Anyway, I find it quite plausible that the issue of gay marriage is within the ambit of Article 12. Article 14 therefore seems to apply. But what discriminations there are between the regime of civil partnerships and that of marriage in Austria, and whether they may be justified, I am in no position to say. I would just note that the English case already mentioned did not find a violation of Article 14 read with Article 12. Rather, the Judge said:
If marriage, is by longstanding definition and acceptance, a formal relationship between a man and a woman, primarily (though not exclusively) with the aim of producing and rearing children as I have described it, and if that is the institution contemplated and safeguarded by Article 12, then to accord a same-sex relationship the title and status of marriage would be to fly in the face of the Convention as well as to fail to recognise physical reality.
(Wilkinson v Kitzinger, para 120)
The limitations of the right under Article 12 are thus used to justify a similarly restrictive attitude in domestic law. I doubt if this line of argument is really compatible with the same Judge’s attitude as to the ambit of Article 12, and with the attitude of the Grand Chamber in EB v France to Article 53 of the Convention. In both instances, the fact that domestic law was more generous than the Convention right as such (Article 12 in Wilkinson, Article 8 in EB) meant that the facts came within the ambit of the relevant article. Basically, if domestic law creates a right in the broad context of Article 8, even if that right is not demanded by Article 8 as such, it must grant the right without discrimination. Once Article 14 applies on this analysis, surely it cannot be an answer to the justification enquiry under the article to say that Article 12 / Article 8 does not demand that the disadvantaged group be given the rights at issue?
It may, however, be argued that Article 12 gives some credence to the idea that full gay marriage rights may be refused for the protection of the ‘traditional family’ (such protection being a legitimate aim under the Convention: cf. Karner v Austria, para 40). However, it is also to be noted that discrimination on the grounds of sexual orientation is very difficult to justify (see EB, para 91; Karner, para 37).

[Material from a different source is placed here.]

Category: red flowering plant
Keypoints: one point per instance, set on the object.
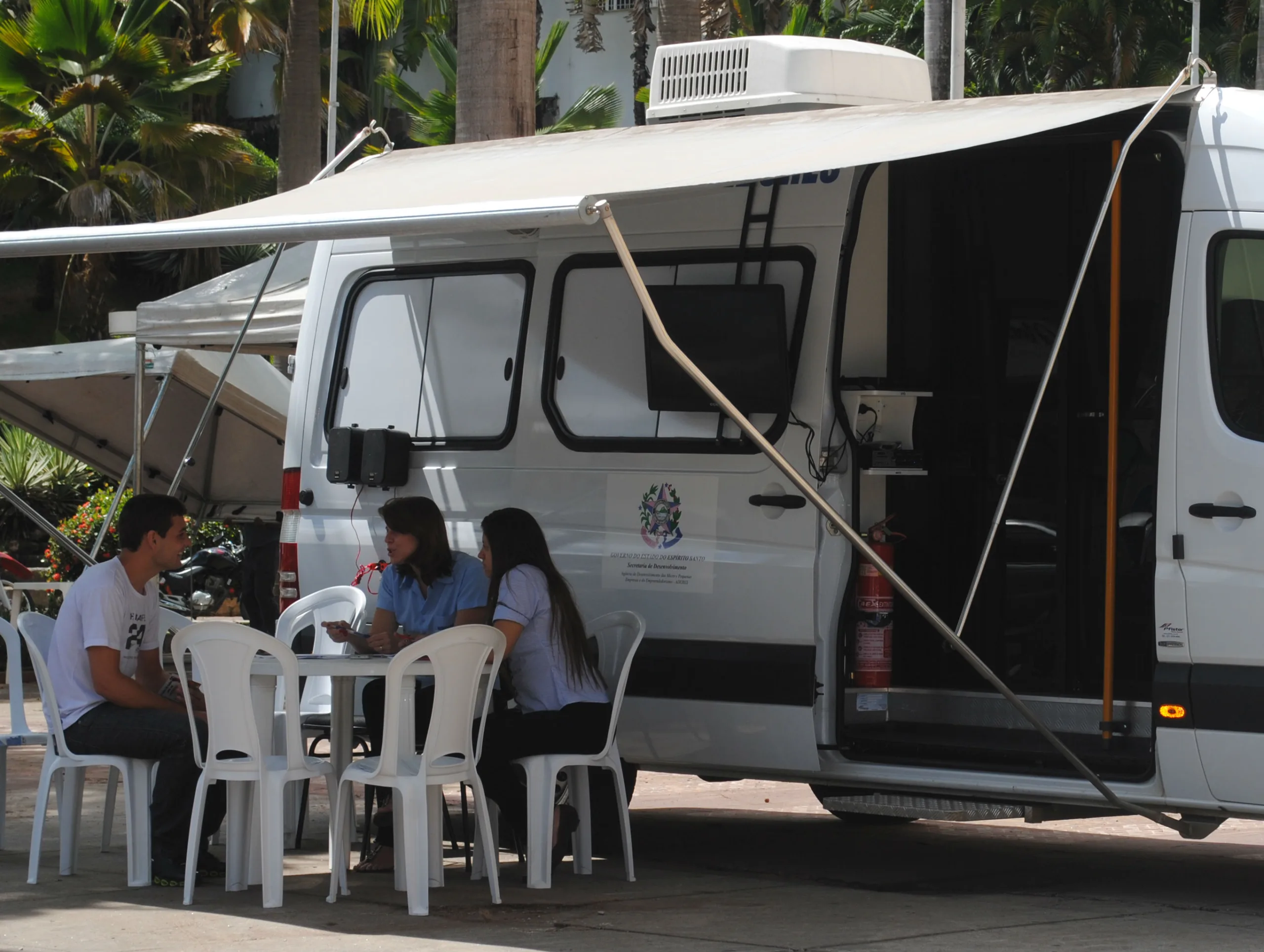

However the case will turn out, I think it will be of some interest not only for the fairly ‘hot’ issue presented to the Court, but also for the technical issues on the interpretation of the Convention that the Court may come to address. Indeed, I am surprised that this is not a Grand Chamber case. That fact alone may not bode well for the applicants, in that a ‘small’ Chamber will be less prepared to rewrite the case-law on Article 12. But, of course, the case may yet go to the Grand Chamber.